As the Supreme Court has explained, the Suspension Clause of the Constitution, at a minimum, protects the writ of habeas corpus as it existed in 1789. At common law, and as codified by statute two years before the Bill of Rights was adopted, a habeas petitioner had the right to contest the executive’s allegations and to submit evidence demonstrating his detention was illegal. That core protection is what prevented the king from locking a prisoner in the tower without an opportunity to prove his innocence, and it is what makes the Great Writ so vital to Guantanamo today.
During the argument, the panel questioned the government about the review available to the detainees if habeas were eliminated. The government acknowledged that the circuit court could decide the legal question of whether the detainees had any enforceable rights (which it maintained they did not). But it argued that the court could not, under any circumstances, consider evidence submitted by a detainee, even if it proved he was innocent or had made statements under torture.
The circumstances surrounding the Guantanamo detainees’ capture underscore the importance of the meaningful factual inquiry habeas corpus guarantees. A recent study shows that most detainees were seized amid the post-September 11 chaos in Afghanistan and Pakistan, where United States forces dropped leaflets offering “millions of dollars [to help] the anti-Taliban forces capture al Qaida and Taliban murderers.” An astounding eighty-six percent of detainees were handed over to the United States by Pakistan or the Northern Alliance during that time, when the United States offered large bounties for capture of suspected enemies.
The factual basis for continued detention in many cases appears flimsy at best. A 2002 CIA report concluded that “a substantial number of the detainees appeared to be either low-level militants . . . or simply innocents in the wrong place at the wrong time.” According to the government’s own data, fewer than half of all Guantanamo detainees committed any hostile act against the United States and only 8 per cent were classified as al Qaeda fighters. One prisoner, for example, remains at Guant√°namo simply because he owns a type of cheap watch supposedly favored by al Qaeda. Another prisoner is a farmer arrested for wearing an olive green military jacket, a remnant from Afghanistan’s constant wars over the past decades. Yet, all of the Guantanamo detainees may be held for life, without ever facing charges or trial in a military or civilian court.
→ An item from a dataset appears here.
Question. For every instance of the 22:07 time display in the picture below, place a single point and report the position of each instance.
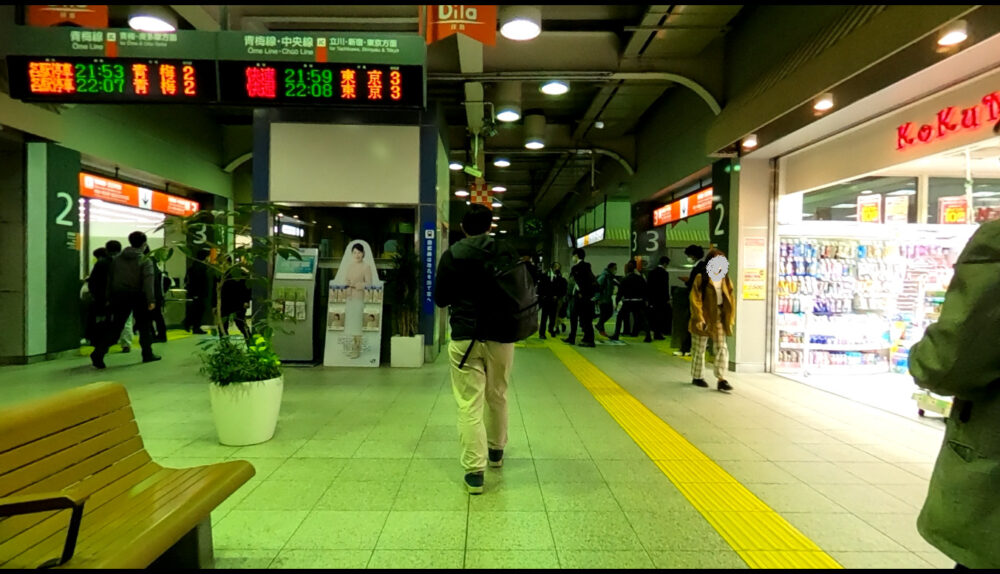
(322, 84)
These problems are compounded by the CSRT’s reliance on evidence obtained through torture or other forms of coercion. The CSRT permits consideration of any evidence “relevant and helpful to resolution of the issue before it,” which the government says includes evidence obtained by torture. For example, Mohammed al-Qahtani, a Guantanamo detainee whose prolonged physical and psychological abuse is documented in a government interrogation log, implicated not only himself but 30 fellow prisoners as well.
Under the government’s view of the DTA, no court will ever hear evidence that a prisoner or government informant was tortured. No court will ever consider evidence exonerating a prisoner even though the CSRT said that evidence was “unavailable.” No court, in short, will be able to look behind the government’s accusations to the facts showing an innocent man has been wrongly imprisoned, potentially for life.
Much more is at stake than the fate of individual detainees. By guaranteeing a searching factual and legal inquiry into the basis for prisoner’s confinement, habeas corpus checks the arbitrary exercise of executive power and ensures that the government remains accountable for its detention decisions. If this inquiry is eliminated, there is little hope for the rule of law at Guantanamo or elsewhere.